Is this Levenshtein Distance algorithm correct?


I have written the algorithm below to compute the Levenshtein distance, and it seems to return the correct results based on my tests. The time complexity is O(n+m), and the space is O(1).

All the existing algorithms I've seen only for this have space complexity O(n*m), as they create a matrix. Is there something wrong with my algorithm?

public static int ComputeLevenshteinDistance(string word1, string word2)
{
    var index1 = 0;
    var index2 = 0;
    var numDeletions = 0;
    var numInsertions = 0;
    var numSubs = 0;
    while (index1 < word1.Length || index2 < word2.Length)
    {
        if (index1 == word1.Length)
        {
            // Insert word2[index2]
            numInsertions++;
            index2++;
        }
        else if (index2 == word2.Length)
        {
            // Delete word1[index1]
            numDeletions++;
            index1++;
        }
        else if (word1[index1] == word2[index2])
        {
            // No change as word1[index1] == word2[index2]
            index1++;
            index2++;
        }
        else if (index1 < word1.Length - 1 && word1[index1 + 1] == word2[index2])
        {
            // Delete word1[index1]
            numDeletions++;
            index1++;
        }
        else if (index2 < word2.Length - 1 && word1[index1] == word2[index2 + 1])
        {
            // Insert word2[index2]
            numInsertions++;
            index2++;
        }
        else
        {
            // Substitute word1[index1] for word2[index2]
            numSubs++;
            index1++;
            index2++;
        }
    }

    return numDeletions + numInsertions + numSubs;
}

Solution

  • Was a comment, but I feel it is probably suitable as an answer:

    Short answer is "no", if you want the true shortest distance for any given inputs.

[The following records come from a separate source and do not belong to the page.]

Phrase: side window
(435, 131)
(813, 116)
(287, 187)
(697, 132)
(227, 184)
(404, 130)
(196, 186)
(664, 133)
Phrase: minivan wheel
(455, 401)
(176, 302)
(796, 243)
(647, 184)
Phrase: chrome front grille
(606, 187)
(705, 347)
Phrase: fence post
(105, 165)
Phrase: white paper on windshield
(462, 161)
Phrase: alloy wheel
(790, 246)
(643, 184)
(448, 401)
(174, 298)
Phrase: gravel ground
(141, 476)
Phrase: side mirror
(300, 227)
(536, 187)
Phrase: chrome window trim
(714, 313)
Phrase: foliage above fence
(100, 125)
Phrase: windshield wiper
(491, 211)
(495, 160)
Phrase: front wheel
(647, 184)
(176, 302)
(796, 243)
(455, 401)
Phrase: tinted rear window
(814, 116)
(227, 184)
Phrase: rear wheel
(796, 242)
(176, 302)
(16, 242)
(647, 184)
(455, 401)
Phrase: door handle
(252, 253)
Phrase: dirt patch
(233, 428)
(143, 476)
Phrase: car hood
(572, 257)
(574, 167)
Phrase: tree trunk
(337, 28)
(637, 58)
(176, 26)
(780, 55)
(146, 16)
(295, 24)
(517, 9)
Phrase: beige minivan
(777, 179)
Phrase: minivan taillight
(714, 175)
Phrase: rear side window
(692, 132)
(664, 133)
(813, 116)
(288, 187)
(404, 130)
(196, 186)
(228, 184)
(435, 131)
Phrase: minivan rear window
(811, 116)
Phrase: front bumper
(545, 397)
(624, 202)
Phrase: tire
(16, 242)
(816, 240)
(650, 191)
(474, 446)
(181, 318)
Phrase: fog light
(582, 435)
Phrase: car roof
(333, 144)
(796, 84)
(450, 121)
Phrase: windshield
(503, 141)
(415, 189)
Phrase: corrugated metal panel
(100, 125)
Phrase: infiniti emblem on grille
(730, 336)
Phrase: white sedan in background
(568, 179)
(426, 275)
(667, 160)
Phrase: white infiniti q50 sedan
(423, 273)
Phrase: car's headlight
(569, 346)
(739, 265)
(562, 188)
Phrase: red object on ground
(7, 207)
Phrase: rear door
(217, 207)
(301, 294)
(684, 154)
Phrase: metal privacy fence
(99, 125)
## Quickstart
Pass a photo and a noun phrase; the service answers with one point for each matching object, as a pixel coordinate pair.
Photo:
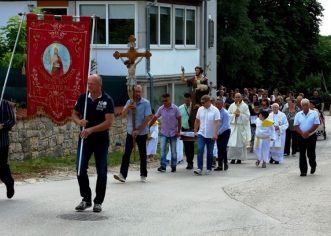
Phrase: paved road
(245, 200)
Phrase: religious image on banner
(57, 68)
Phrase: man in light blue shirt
(143, 114)
(305, 123)
(223, 136)
(185, 112)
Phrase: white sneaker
(143, 179)
(119, 177)
(198, 172)
(208, 172)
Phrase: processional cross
(132, 55)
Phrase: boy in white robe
(264, 133)
(152, 139)
(281, 125)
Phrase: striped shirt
(7, 119)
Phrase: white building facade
(177, 32)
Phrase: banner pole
(12, 56)
(85, 105)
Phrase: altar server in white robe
(264, 133)
(280, 124)
(240, 130)
(180, 151)
(152, 139)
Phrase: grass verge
(47, 166)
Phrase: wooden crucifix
(133, 58)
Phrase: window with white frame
(179, 26)
(115, 22)
(100, 24)
(160, 25)
(121, 23)
(190, 27)
(184, 26)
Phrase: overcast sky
(325, 28)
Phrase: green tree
(8, 36)
(238, 52)
(267, 43)
(288, 31)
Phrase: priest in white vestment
(240, 130)
(281, 124)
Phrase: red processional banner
(57, 68)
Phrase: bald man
(94, 134)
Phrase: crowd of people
(225, 127)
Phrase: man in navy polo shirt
(143, 114)
(305, 123)
(99, 118)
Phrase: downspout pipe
(205, 36)
(148, 47)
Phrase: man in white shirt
(206, 127)
(305, 123)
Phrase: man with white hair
(306, 122)
(280, 124)
(240, 130)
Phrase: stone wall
(40, 137)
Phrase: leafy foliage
(270, 43)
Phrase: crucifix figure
(133, 58)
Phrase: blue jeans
(222, 143)
(100, 150)
(163, 143)
(202, 141)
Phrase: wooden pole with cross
(133, 58)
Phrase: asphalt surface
(245, 200)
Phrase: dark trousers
(291, 141)
(100, 150)
(307, 146)
(222, 143)
(141, 143)
(189, 150)
(5, 174)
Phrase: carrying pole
(86, 95)
(12, 56)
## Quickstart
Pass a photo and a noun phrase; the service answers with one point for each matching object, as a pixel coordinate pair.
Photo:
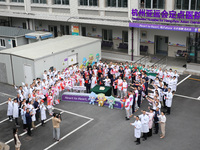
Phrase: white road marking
(4, 120)
(184, 79)
(31, 129)
(5, 94)
(186, 97)
(68, 134)
(62, 111)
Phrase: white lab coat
(169, 97)
(127, 104)
(10, 108)
(138, 126)
(43, 112)
(33, 110)
(145, 123)
(15, 110)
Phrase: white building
(110, 21)
(28, 62)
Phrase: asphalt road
(109, 130)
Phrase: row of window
(149, 4)
(179, 4)
(109, 3)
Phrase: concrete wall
(4, 58)
(7, 44)
(21, 41)
(18, 68)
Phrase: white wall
(174, 36)
(18, 67)
(4, 58)
(57, 60)
(21, 41)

    The reason your code appears more efficient (and the reason that other implementations create a matrix instead of doing what you're doing) is that your stepwise implementation ignores a lot of potential solutions.

    Examples @BenVoigt gave illustrate this, another perhaps clearer illustration is ("aaaardvark", "aardvark") returns 8, should be 2: it's getting tripped up because it's matching the first a and thinking it can move on, when in fact a more optimal solution would be to consider the first two characters insertions.